1歳7か月の娘は最近奥歯が3本生えて、4本目が顔を出そうとしています。むし歯予防のために、フッ素塗布を早いうちからするとよいらしいと、ママ友から聞いたのですが、何歳ぐらいになったらできるのですか? 子どもがやっても体に悪い影響はないのでしょうか? まだ子どもを歯医者さんに連れて行ったことがないのですが、どこの歯医者さんでもやってくれますか? かかりつけとなる歯医者さんを探して、相談してみたいと思っているのですが、歯医者さんを選ぶポイントなども教えていただきたいです。

回答者: 井上美津子先生

 フッ素(フッ化物)の応用は、歯科においてむし歯予防の効果が実証されている予防法です。全身応用や局所応用の方法がありますが、日本では歯面塗布や洗口、歯磨き剤への添加などの局所応用が主体です。フッ素の歯面塗布は、フッ素が歯の表面(エナメル質)に取り込まれることで、エナメル質の結晶を強化して酸に溶けにくくしたり、石灰化を促進するため、むし歯予防に効果を発揮すると考えられています。また、生えたての歯の方がフッ素の取り込みが多いので、効果的であることも知られています。

 生後6~7か月に生えてくる下の前歯はむし歯になりにくい歯種であり、離乳食だけのうちはむし歯菌も住み着きにくいので、まだ具体的な予防処置の必要は少ないと考えられます。フッ素の歯面塗布は、乳歯の前歯が上下4本ずつ生え揃い、奥歯も生え始めて、さらに糖分の多い飲食物を取り始めて、むし歯のリスクが出てくる1歳過ぎごろから始めて、その後は歯の生え方に応じて3~4か月に1回くらい塗布していくことが推奨されています。ご質問のお子さんは、1歳7か月で奥歯も生えてきたということですので、そろそろ塗布を考えられてもいい時期だと思われます。

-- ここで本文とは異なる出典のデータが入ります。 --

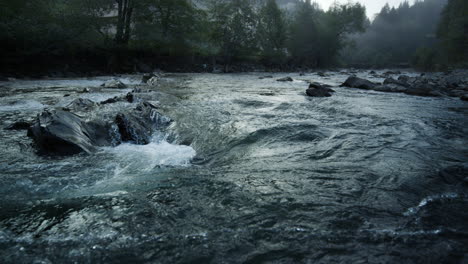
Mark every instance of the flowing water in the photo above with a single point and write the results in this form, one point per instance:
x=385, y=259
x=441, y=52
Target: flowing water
x=251, y=171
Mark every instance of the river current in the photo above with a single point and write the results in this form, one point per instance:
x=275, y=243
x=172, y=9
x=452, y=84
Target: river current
x=251, y=171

 ただ、1~2歳の幼児では、歯科医院で自分から口を開けて、おとなしく塗布を受けることが難しいかもしれません。とくに初めての歯科受診では、見知らない場所(歯科医院)や見知らない人たち(歯科医師やスタッフ)を怖がって泣いたり、嫌がって口を開けない子どもも少なくありません。無理やり押さえて塗布を行うのは、子どもの歯科へのイメージを悪くして、その後の歯科受診を困難にする可能性もあります。歯科受診時の子どもの様子を見て、すぐに塗布を行うか、場所や人に慣れるのを少し待ってから行うかを決めてもいいでしょう。歯面塗布は、通常は小綿球を用いて行いますが、低年齢児にはジェル状のフッ素を歯ブラシに付けて塗布する方法も勧められています。家庭において歯ブラシで歯磨きする習慣がついていると、比較的スムーズに塗布が行えると思います。

 また、むし歯のない子どもへの予防のためのフッ素の歯面塗布は、保険の対象になりません。原則、自費診療になりますので、料金等も確認しておいた方がいいでしょう。

 フッ素の身体への影響をご心配のようですが、フッ素は魚介類や海藻、緑茶などいろいろな食べ物にも含まれている元素です。大量に摂取したり、日常的に過剰摂取すると身体への悪影響を生じる可能性がありますが、通常の使用では問題ありません。1回の歯面塗布に用いるフッ化物の量は幼児では1g程度で、塗布用のフッ化物には9,000ppmのフッ素が含まれているため、1g中に9mgのフッ素を含むことになります。体重1kg当たり5mg以上(1歳半で12kgくらいの体重の子どもでは60mg以上)摂取すると、低カルシウム血症による全身症状が出る可能性がありますが、1回の塗布量ではその心配はないと思われます。

 かかりつけの歯科は、できれば通院しやすい歯科医院が望ましいと思われますが、3歳を過ぎれば子どもの理解力が高まり、協力性も向上して、診療もやりやすくなりますが、1~2歳児では対応に苦慮するという歯科医師も少なくありません。どこの歯科医院でも診てもらえるというわけではないでしょう。

 しかし、健診や予防処置のための歯科受診は、治療の緊急性がなく、診療に痛みなども伴わないので、子どもが歯科に慣れるためのいいチャンスです。ご両親のかかりつけの歯科医院で、子どもの診療も行っているようでしたら、一度相談してみるといいでしょう。子どもはあまり診ていない先生でも、知り合いの小児歯科を紹介してくれるかもしれません。または、ママ友から歯医者さん情報をリサーチしてみてもいいでしょう。地域で小さな子どもを診てくれる歯科医院の情報は、実際にかかっている保護者の方々がお持ちだと思います。

 小児歯科の専門医はまだそれほど多くはありませんが、「小児歯科」を標榜している歯科医院はかなり多くみられます。健診や予防処置のために定期的に受診するかかりつけ歯科は、通いやすいところが望ましいと思われますので、まずはご自分の地域で子どもを多く診ている歯科医院を探してみることをお勧めします。